The SCGA Senior Amateur Qualifier reminded me of my Soboba tournament in 2025. I had seven three-putts at Soboba Springs on greens I could not get the speed of. Seven at Soboba in 2025. Seven at El Camino in 2026. Same number, same problem, different scorecard. Fast greens with significant break and a player who could not get a feel for either. That is a specific weakness in my game that I need to address before the next tournament round on greens I have not seen.

Putting on unfamiliar fast greens is the single biggest gap between my current game and a competitive senior amateur game. The Arccos data from the SCGA Senior Amateur Qualifier will tell me exactly how many strokes I lost on the greens, but I already know the answer is too many. This is the next problem to solve.

Lessons From The SCGA Senior Amateur Qualifier

A few things I am taking from the SCGA Senior Amateur Qualifier into the rest of the 2026 season.

First, the tilt problem is real and I own it. Slow play is part of tournament golf. SCGA officials handle pace issues at the official level. My job is to play my own round regardless of who is in my group. I did not do that in the SCGA Senior Amateur Qualifier and it cost me strokes I cannot get back.

Second, the practice round matters more on fast-green courses than I have been treating it. For tournaments at courses I have not played, especially ones with reputations for fast greens, I need to build a practice round into the schedule. The SCGA Senior Amateur Qualifier was not a course where I could read greens on the fly. Some courses you can. El Camino was not one of them.

Third, my game off the tee is tournament-ready. Fifteen months of swing speed training have put me in position to drive the ball with senior amateur fields. Whatever distance I still need to find through the rest of my Stack System training is bonus, not necessity. The work to do now is on the green and between the ears.

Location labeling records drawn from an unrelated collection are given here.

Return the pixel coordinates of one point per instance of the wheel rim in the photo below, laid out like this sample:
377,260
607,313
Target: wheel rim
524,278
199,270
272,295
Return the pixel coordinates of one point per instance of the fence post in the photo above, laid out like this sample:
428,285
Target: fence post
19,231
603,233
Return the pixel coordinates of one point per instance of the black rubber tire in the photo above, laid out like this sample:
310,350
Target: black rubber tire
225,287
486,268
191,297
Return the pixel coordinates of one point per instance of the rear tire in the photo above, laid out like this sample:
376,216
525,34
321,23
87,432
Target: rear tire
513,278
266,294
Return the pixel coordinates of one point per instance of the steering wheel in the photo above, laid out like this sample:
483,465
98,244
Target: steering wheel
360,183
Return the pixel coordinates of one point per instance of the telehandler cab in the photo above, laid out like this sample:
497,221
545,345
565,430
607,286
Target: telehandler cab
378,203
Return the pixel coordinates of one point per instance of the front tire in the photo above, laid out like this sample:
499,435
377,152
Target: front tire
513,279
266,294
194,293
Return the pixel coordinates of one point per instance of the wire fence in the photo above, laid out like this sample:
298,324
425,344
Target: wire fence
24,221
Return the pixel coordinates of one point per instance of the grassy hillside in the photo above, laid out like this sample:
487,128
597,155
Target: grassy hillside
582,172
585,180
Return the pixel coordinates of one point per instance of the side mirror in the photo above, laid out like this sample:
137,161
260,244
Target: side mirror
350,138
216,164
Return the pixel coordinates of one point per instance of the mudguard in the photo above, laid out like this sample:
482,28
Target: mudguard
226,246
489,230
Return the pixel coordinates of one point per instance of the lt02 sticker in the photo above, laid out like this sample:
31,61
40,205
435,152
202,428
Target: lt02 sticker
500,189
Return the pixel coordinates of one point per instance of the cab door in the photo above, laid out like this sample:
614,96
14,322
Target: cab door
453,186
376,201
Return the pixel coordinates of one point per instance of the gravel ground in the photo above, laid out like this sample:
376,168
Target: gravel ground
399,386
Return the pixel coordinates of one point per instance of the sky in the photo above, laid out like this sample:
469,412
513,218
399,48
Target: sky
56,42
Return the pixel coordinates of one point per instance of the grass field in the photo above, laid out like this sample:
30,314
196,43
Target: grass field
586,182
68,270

What Comes After The SCGA Senior Amateur Qualifier

Five days after the SCGA Senior Amateur Qualifier I tee it up at Desert Springs JW Marriott Valley in an individual net event. Different format, different course, different setup. I will not be qualifying for anything. But I will be carrying forward what the SCGA Senior Amateur Qualifier taught me about pace, tilt, and the specific putting weakness I need to address before the next tournament on fast greens.

I want to play El Camino again. The SCGA Senior Amateur Qualifier setup deserves a second look — a course that good, with greens that fast, is the kind of test I need more of. Redemption is a strong word for a recreational competitive amateur, but I would take another swing at it. The next round there will be a different story.